Nouvelle théologie has been one of the most significant sources of resistance to such an opposition. Milbank’s short but poetically dense introduction to de Lubac’s thought in The Suspended Middle (2005), together with his more cursory treatment of the latter’s theology in “The New Divide,” explores the paradoxical relationship between the supernatural and the humanistic, the realms of grace and nature. “Le Surnatural, c’est du réel précis” [The Supernatural is the real in all its precision], he writes epigraphically, quoting filmmaker Robert Bresson. Milbank sees this statement as embodying a sensibility “at the heart of the Catholic cultural revival in the twentieth century” ( Milbank, Suspended Middle, x). Williams similarly resists such an opposition between intellectual life and belief when he suggests that theological explanations of art deserve “a little more intellectual house-room…than we might at first be inclined to offer” (Williams 170).
Both de Lubac and Williams have been more broad and more coy than Milbank in their engagement of culture, de Lubac by sheltering his thought as historical investigation and Williams by redescribing the losses and the questions of contemporary culture in terms that only very quietly urge the intellectual relevance of the Christian tradition. Milbank has chosen a different strategy, one not without its merits but different nonetheless.

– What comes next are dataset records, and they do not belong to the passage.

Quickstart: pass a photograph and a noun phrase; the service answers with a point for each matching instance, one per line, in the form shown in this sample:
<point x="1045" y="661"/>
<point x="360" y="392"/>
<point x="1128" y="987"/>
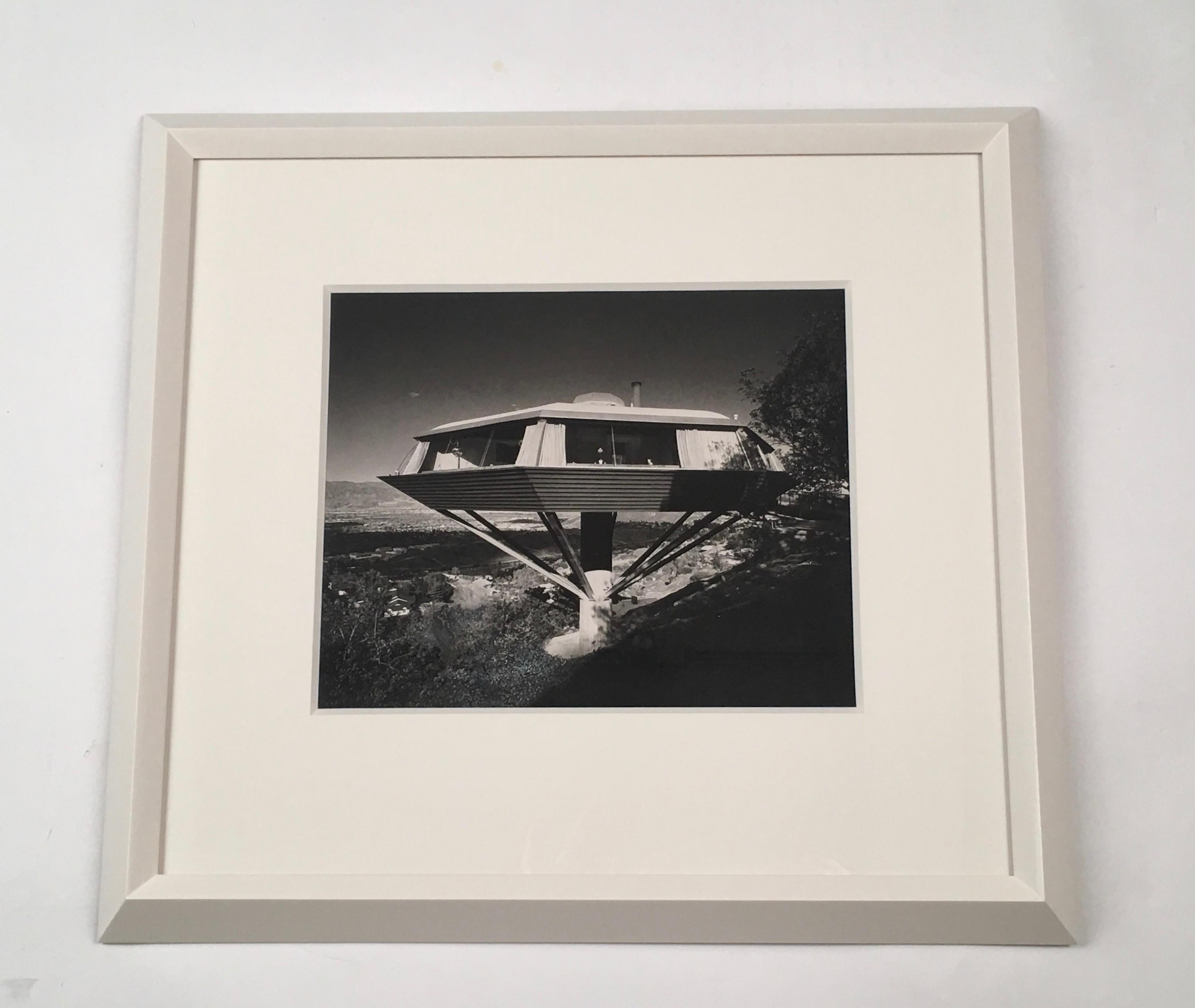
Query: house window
<point x="477" y="448"/>
<point x="594" y="444"/>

The question of styles of engagement remains as a metaquestion behind these varied efforts, in particular Milbank’s fresh delineation of two forms of orthodoxy in “The New Divide.” There is scope for discussing those strategies more explicitly. Though the goal cannot be to minimize the rise of militant atheism, to mollify one’s opponents, it is worth our asking if our strategies are contributing to its rise.